Hopefully, the third time would be the charm.

Flights and planning

We decided to spring for Business Class, as we’re getting awfully tired of being squished in coach, and we’d not yet taken our experimental Sept/Oct trip to Switzerland and Italy, where we flew in UA Premium Plus and Swiss Int’l Premium Economy. UA had been a positive experience, Swiss Int’l less so.

So, the minute we found a fare we could live with, we booked ($2,987.95 each).

Our closest international airport is Denver, but we prefer to fly out via Chicago, so we booked as follows from our nearest municipal airport:

COS-ORD

ORD-MUC

MUC-DEN

DEN-COS

Leaving via ORD and returning via DEN turned out to be win-win; outbound from ORD is easy, returning not-so-much. We returned via ORD in October and it took two hours to get to our next flight; we have Global Entry, and were through Customs and Immigration in no time, but had to wait ages for our luggage, scanning of bags for our next flight, and security.
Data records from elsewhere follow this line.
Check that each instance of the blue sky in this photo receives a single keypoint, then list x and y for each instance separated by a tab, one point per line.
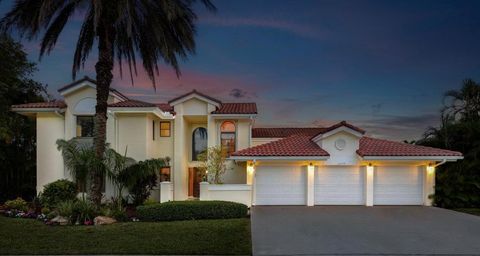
381	65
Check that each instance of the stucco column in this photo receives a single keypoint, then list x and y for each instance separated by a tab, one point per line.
204	193
211	127
428	184
50	167
180	172
369	179
310	184
165	191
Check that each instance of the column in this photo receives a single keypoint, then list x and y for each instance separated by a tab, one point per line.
428	184
310	185
369	179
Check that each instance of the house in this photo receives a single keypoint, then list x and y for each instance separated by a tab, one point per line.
337	165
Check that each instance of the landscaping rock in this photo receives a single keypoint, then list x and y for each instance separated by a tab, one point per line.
60	220
103	220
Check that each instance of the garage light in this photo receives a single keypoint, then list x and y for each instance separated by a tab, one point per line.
430	169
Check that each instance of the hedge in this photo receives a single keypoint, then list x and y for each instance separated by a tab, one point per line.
191	210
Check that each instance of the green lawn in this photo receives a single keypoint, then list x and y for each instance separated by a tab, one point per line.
26	236
474	211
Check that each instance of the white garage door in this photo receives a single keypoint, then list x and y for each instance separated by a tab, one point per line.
280	185
339	185
398	185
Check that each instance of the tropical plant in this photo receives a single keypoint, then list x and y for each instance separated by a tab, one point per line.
80	160
17	204
155	30
58	191
213	164
457	184
17	132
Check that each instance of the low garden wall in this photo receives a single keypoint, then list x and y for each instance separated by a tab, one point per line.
240	193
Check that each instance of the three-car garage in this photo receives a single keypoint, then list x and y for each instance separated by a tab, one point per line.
338	185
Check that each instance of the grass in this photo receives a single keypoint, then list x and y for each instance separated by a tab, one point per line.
27	236
473	211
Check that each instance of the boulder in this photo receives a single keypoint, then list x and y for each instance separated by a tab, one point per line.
60	220
103	220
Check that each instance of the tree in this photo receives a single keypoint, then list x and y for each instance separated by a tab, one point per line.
17	133
213	163
157	31
124	172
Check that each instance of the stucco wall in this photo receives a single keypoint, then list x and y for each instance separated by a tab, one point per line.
50	128
346	156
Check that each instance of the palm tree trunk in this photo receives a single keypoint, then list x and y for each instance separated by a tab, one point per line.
104	68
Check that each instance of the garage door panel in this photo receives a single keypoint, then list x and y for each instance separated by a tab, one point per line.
339	185
280	185
398	185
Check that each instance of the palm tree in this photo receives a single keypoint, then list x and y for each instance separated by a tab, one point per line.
161	30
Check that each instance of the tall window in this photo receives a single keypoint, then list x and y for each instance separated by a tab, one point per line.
199	142
227	138
84	126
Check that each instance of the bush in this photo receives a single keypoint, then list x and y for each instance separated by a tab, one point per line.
84	211
191	210
17	204
57	192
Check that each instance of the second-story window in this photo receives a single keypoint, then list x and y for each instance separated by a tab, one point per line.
227	138
85	126
164	129
199	142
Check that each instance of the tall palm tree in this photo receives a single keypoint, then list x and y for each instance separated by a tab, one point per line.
161	30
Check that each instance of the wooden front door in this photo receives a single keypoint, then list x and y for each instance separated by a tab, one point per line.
194	179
That, and having someone constantly shouting at you from the moment you arrive; get in this line, do this, do that, and the incessant public announcements overhead…it’s an abrupt chaotic return to the US.

Returning via Denver this time was the complete opposite. We were through Customs and Immigration in a flash, our luggage arrived in minutes, and we’d rechecked our bags and cleared security in record time…and this two days after Christmas. It was positively Zen.

We’d booked outbound on ‘the big plane’, a UA Airbus with a three hour layover in Chicago, which would give us extra time to check out the Polaris Lounge. Our only other option on UA is via Skywest’s commuter jets, which we try to avoid due to issues in the past.

But in true UA fashion, a few months after booking they cancelled our flight and moved us to a Skywest Embraer, reducing our layover to one hour and leaving me none-too-happy. We crossed our fingers that they’d switch it back, but they never did.

We usually head to our first destination as soon as we hit the ground, but this time we decided to spend two nights in Munich, which would give us time to recover from jet lag, have dinner at our favorite Munich Indian restaurant, and poke around town.

Most Christmas Markets wouldn’t open until Nov 27, and the few that were open were closed on Nov 26, Totensonntag, Dead Sunday, our only full day in Munich.

I had a little trouble finding apartments in Italy on the usual booking sites, and I was a bit worried about the 30 day cancellation polices if I booked directly, but we solved this by buying their offered insurance.

The 32 night itinerary

Munich, Bavaria, Germany – two nights, Kings’s Hotel First Class, booked on Hotels.com for $292.05 inclusive of what turned out to be a great breakfast

Fulpmes, Stubai Valley, Tyrol, Austria – five nights, apartment booked on Booking.com (658)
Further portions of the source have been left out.